Agranulocitose: reação de origem imunoalérgica que pode ser causada por dipirona, durável por pelo menos 1 semana. Embora essa reação seja muito rara, pode ser grave com risco de vida, podendo ser fatal (vide "Reações adversas"). Ela pode ocorrer mesmo após NOVALGINA FLASH ter sido utilizada anteriormente sem complicações. Não depende da dose e pode ocorrer em qualquer momento durante o tratamento, mesmo logo após sua interrupção. Os pacientes devem ser instruídos a interromper o uso da medicação e procurar atendimento médico imediatamente se alguns dos seguintes sinais ou sintomas sugestivos de agranulocitose ocorrerem: febre, calafrios, dor de garganta e alterações dolorosas nas mucosas, especialmente na boca, nariz e garganta ou na região genital ou anal. Se NOVALGINA FLASH for utilizado para febre, alguns sintomas iniciais de agranulocitose podem passar despercebidos. Em pacientes que estão recebendo terapia antibiótica, os sinais típicos de agranulocitose podem ser mascarados. Se qualquer sinal ou sintoma sugestivo de agranulocitose ocorrer uma contagem completa de células sanguíneas (incluindo contagem diferencial de leucócitos) deve ser realizada com urgência, e o tratamento deve ser imediatamente interrompido enquanto se aguarda os resultados. Se confirmada, o tratamento não deve ser reintroduzido (vide "Contraindicações").

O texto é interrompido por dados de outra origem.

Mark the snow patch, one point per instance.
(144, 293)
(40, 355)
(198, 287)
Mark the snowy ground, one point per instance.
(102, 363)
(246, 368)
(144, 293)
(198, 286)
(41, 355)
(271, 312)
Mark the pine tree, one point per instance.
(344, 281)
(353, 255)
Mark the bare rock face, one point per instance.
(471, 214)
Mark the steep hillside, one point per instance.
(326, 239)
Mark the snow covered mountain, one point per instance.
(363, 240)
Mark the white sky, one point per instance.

Pancitopenia: em caso de pancitopenia o tratamento deve ser imediatamente descontinuado e uma completa monitorização sanguínea deve ser realizada até normalização dos valores. Todos os pacientes devem ser aconselhados a procurar atendimento médico imediato se desenvolverem sinais e sintomas sugestivos de discrasias do sangue (ex.: mal-estar geral, infecção, febre persistente, hematomas, sangramento, palidez) durante o uso de medicamentos contendo dipirona.
Choque anafilático: essa reação pode ocorrer principalmente em pacientes sensíveis. Por essa razão a dipirona deve ser usada com cautela em pacientes que apresentem alergia atópica ou asma (vide "Contraindicações").
Reações cutâneas graves adversas: o tratamento com dipirona pode causar Reações Cutâneas Graves Adversas (RCGAD), incluindo síndrome de Stevens - Johnson (SSJ), Necrólise Epidérmica Tóxica (NET) e Reação Cutânea Associada à Eosinofilia e Sintomas Sistêmicos (DRESS), que podem ser um risco à vida ou fatais. Se desenvolverem sinais ou sintomas de hipersensibilidade cutânea tais como erupções, exantema progressivo muitas vezes com bolhas ou lesões da mucosa, o tratamento com a dipirona deve ser descontinuado imediatamente e não deve ser retomado. Os pacientes devem ser avisados dos sinais e sintomas e acompanhados de perto para reações de pele (vide "Contraindicações").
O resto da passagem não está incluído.